# how to install ubuntu direct from install menu rather than first run it thru live cd



## arunks (Aug 28, 2006)

hey any body tell me is there any way that i can install ubuntu 6.06 direct from the menu that is presented when i insert live kum install cd in cdrom..

i mean in usual way it first starts and loads ubuntu with cd only and then on the desktop there is a icon "install"

on clicking that icon installation starts..

but i dont wanna go to that desktop as my computer hanged many times during that.

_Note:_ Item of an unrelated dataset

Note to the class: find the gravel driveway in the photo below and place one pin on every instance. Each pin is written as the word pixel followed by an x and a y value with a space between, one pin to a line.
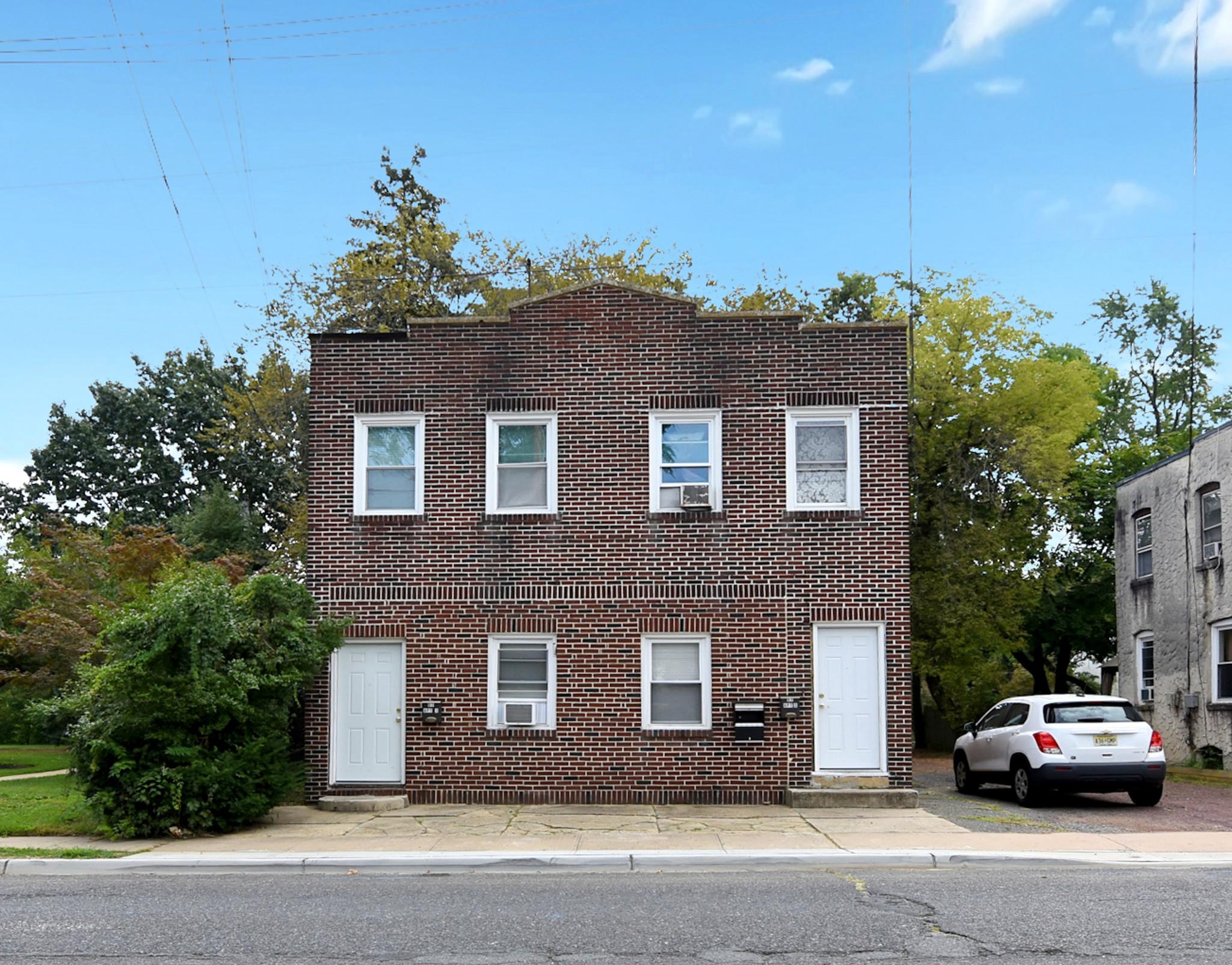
pixel 1184 806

SO i wanna install like fedora core 5 starts installation just from the install menu provided in start when we enter its bootable cd..

so guys help me fast plz


----------



## gary4gar (Aug 28, 2006)

for this u need a Alternate install CD
*ftp.wayne.edu/linux_distributions/ubuntu/6.06/


----------



## arunks (Aug 28, 2006)

hey guys tell me is this correct solution


----------



## JGuru (Aug 28, 2006)

@Desmataks,  You need to understand the point that Ubuntu 6.06 comes with Live CD
 & Install CD wrapped into one. So first it boots as a Live CD & after that you can
 click on the 'Install' icon on the desktop to start the Installation. The previous releases
 of Ubuntu came with a separate CD for Install & Live CD. Now ,from Ubuntu 6.06
 it comes with Live CD & Install CD (this saves the Ubuntu team money!!).
 You can order a Ubuntu DVD from Amazon.com from here
 You can install directly from the DVD. I think that's what you want.
 So get the Ubuntu DVD or download the 'Alternate CD' ISO image, from the link
 @Gary has provided.


----------



## arunks (Aug 28, 2006)

ok thanx jguru ...
__________
can u tell me why my pc hangs there and also it has resolution of 640x480 ehy is it so and it doesn't provide option to change resolution other than that during installtion from live cd


----------



## JGuru (Aug 28, 2006)

@Desmataks, to solve your PC hangs problem. Boot Ubuntu in 'Safe Graphics Mode',
 I think the options are available for VGA by pressing the F4 key.
 Since the Monitor you are  using is not a SamSung, or ViewSonic or a well-known
 brand, but a local-one, the Ubuntu monitor driver is not compatible with your Monitor.
 So you get the erratic display setting '640x480'. I use a SamSung 17' CRT, which
 Ubuntu correctly sets the screen resolution at '1280x1024'.


----------



## plsoft (Aug 30, 2006)

@Jguru-Facing the same prob as desmataks. It runs fine as a live cd but when i try to install it, the process hangs on step 5 i.e. preparing partition. I tried it with my frens pc which has AMD  3000+ with Gigabyte K8N51GMF mobo but the same prob persists. I have checked the disk for checksum error but it doesn't show any error. I have tried the suggestion u made for Desmataks but in vain.

My config:
Intel 2 ghz
256 mb ram
80 gb hdd
Asus P4v533-mx
LG L1515S LCD monitor.


----------



## gary4gar (Aug 31, 2006)

^^^^
man the desktop cd from ubuntu is buggy. me to tried to install it many times but failed!. just install thorugh alternate install cd


----------



## plsoft (Aug 31, 2006)

Solved the prob . I just created a disk partition of 10 gb, earlier my disk was not free. After that i tried to install ubuntu n it installed fine. However i still can't understand why it can't continue n just create a new partition in my earlier case. Nways the installation was quite slow.


----------



## QwertyManiac (Aug 31, 2006)

Good thing you did it .. 

Were you going in manual or auto partition ?


----------



## plsoft (Aug 31, 2006)

I went for the manual partition


----------